I am no stranger to lost causes. And, while there is always hope, it does appear that David Seymour’s “End of Life Choice” law will receive the necessary endorsement of voters to finally legalise assisted suicide in this country. A significant minority of voters will dissent, however.
I will be one of them.
You may be interested in the reasons why this is. I have no expectation of changing your mind here. It might be, however, that you find some value in understanding how somebody could go against the grain on an issue like this.
Before we begin, however, I confess to being a Roman Catholic. The church holds that homicide is wrong, however inflicted and including by suicide. As a spiritual matter, that is my position too.
As a matter of public policy, however, my religious objection to suicide is beside the point.
We live in a pluralistic society and religious injunctions that are not also sensible to secular reasoning have no claim on the content of the civil law.
I would not, for example, support a law making church attendance compulsory. I would support continuing to recognise theft as a crime, however, not because it breaks one of the Ten Commandments but because a society that tolerates stealing will not last very long. My objection to the principle of legalising the assistance of suicide of the unwell is of a similar nature.
A better example might be the death penalty. The practice of executing criminals violates my sense of the inviolability of life and being a Catholic no doubt has influenced that. Whatever its origin in my case, however, there is nothing exclusively religious about valuing human life as an innately worthy thing and there are plenty of unchurched people who oppose the death penalty on the same grounds.
I would also make clear that, while I fear it may result, I do not believe that advocates of assisted suicide see the issue as an opportunity to control health costs and preserve inheritances. I believe want to help the suffering to kill themselves to bring about an early end to pain and discomfort. That is a perfectly intelligible view that on first examination appears to be quite humane if the means of suicide are available only to those who freely choose it.
The problem is that this very libertarian view of the freedom to choose is quite often, in practice, a myth.
For there to be a real choice, there has to be meaningful alternatives. If we create a regime offering an accelerated and inexpensive death that involves no real burden on the state or people’s families then, unless we are absolutely certain that people will not feel badly about sticking with a longer and much more expensive death that will require family support and may erode inheritances, then we are not really creating that meaningful choice. What we are doing is creating an environment that validates the feelings of people worried they are a burden on their family, friends and caregivers.
A friend of mine was recently admitted to hospital after suffering a heart attack. While he was in one of the wards, he overheard a discussion between a nurse or doctor and an elderly patient who was being moved to a different hospital for heart surgery. The subject of non-resuscitation came up, and the staff member stressed at great length how distressing it would be to wake up with people jumping all over you as they tried to keep you alive.

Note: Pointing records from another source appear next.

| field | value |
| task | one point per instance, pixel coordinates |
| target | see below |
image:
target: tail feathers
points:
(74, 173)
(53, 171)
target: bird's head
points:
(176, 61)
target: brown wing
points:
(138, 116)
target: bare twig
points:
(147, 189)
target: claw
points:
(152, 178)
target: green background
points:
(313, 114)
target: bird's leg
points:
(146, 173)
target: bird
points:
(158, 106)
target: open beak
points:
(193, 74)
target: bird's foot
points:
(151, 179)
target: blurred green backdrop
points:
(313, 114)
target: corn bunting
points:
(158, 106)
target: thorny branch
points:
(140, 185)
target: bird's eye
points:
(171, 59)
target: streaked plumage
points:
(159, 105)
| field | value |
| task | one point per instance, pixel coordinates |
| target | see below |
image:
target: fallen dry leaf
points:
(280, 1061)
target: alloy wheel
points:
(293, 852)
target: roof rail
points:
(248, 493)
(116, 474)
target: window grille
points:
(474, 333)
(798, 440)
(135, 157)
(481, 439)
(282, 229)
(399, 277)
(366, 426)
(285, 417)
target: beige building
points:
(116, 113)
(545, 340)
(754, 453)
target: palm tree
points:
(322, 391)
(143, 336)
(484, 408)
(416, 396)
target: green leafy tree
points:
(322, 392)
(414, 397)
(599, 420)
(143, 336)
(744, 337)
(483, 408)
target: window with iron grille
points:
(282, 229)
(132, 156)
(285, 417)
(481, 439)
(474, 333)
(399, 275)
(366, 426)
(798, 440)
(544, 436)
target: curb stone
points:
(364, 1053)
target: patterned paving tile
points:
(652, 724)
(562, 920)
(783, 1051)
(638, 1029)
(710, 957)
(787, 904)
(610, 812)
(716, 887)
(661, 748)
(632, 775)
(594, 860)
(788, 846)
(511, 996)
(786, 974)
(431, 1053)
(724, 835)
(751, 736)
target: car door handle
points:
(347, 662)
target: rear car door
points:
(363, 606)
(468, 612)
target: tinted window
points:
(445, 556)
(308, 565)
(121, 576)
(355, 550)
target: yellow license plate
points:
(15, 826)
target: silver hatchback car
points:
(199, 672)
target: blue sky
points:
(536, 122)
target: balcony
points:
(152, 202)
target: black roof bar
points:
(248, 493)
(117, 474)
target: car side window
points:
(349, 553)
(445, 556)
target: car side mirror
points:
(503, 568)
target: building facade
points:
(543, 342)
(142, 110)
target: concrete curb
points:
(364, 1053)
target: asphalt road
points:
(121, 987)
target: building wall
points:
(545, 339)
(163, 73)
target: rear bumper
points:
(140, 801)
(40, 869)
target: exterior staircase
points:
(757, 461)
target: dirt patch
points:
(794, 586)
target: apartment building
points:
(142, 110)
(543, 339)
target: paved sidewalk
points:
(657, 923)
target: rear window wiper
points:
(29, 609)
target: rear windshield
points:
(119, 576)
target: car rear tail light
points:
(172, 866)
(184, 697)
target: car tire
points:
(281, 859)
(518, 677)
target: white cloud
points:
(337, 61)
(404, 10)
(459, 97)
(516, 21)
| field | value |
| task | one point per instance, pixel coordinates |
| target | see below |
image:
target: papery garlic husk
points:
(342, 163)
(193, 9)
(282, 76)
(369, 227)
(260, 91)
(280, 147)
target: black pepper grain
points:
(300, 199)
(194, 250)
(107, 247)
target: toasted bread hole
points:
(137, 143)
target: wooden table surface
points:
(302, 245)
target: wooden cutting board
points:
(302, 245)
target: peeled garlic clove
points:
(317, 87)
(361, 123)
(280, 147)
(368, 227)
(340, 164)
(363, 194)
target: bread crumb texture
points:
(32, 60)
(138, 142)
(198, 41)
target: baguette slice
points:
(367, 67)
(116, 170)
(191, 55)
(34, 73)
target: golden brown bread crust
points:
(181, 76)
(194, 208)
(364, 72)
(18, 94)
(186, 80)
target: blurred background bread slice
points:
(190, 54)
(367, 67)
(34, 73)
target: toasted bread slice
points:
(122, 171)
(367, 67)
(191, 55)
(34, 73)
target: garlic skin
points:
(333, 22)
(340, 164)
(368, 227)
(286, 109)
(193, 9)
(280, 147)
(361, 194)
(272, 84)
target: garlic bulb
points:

This is not the first time I have heard about that kind of subtle pressure being applied in this way. And that’s what it is. And maybe in theory you can do away with it, but the trouble is that once you grant that some lives aren’t worth living, no matter how short, you are giving in to an ominous logic.
There is no way that a young person would be subject to persistent questioning over the wisdom of being resuscitated. It just wouldn’t happen. And it is dangerous to reinforce the temptation to see things that way by giving an official imprimatur to suicide as a solution to suffering.
There are all sorts of practical reasons to oppose this law. However, strictly drafted, for example, there will always be some cases that go through which, by design, should not. No system conceived of and operated by humans is perfect and if the fear of executing the innocent is a good reason to reject the death penalty, the same logic holds here.
Why should we rely on the paper safeguards written into the law when similar safeguards were quickly outstripped by practice in the case of abortion when it was partially legalised in the 1970s?
Ultimately, however, I would reject assisted suicide even if I did believe that the law, as written, could be flawlessly executed at all times.
People supporting this law are, I am sure, doing so out of what they consider to be compassion for those fearful of a painful and protracted death. But the risks involved are real (as doctors and nurses specialising in end of life care have attested). Before we countenance this we should, at the very least, be ensuring that access to palliative care is readily available to all New Zealanders without cost.
That’s not going to happen. I will dutifully line up tomorrow and vote against the measure. I will do this knowing that it will be a vain effort and with grave concern for New Zealand not as a Roman Catholic, but as somebody with real worries about the implications of what we are doing for my vulnerable compatriots.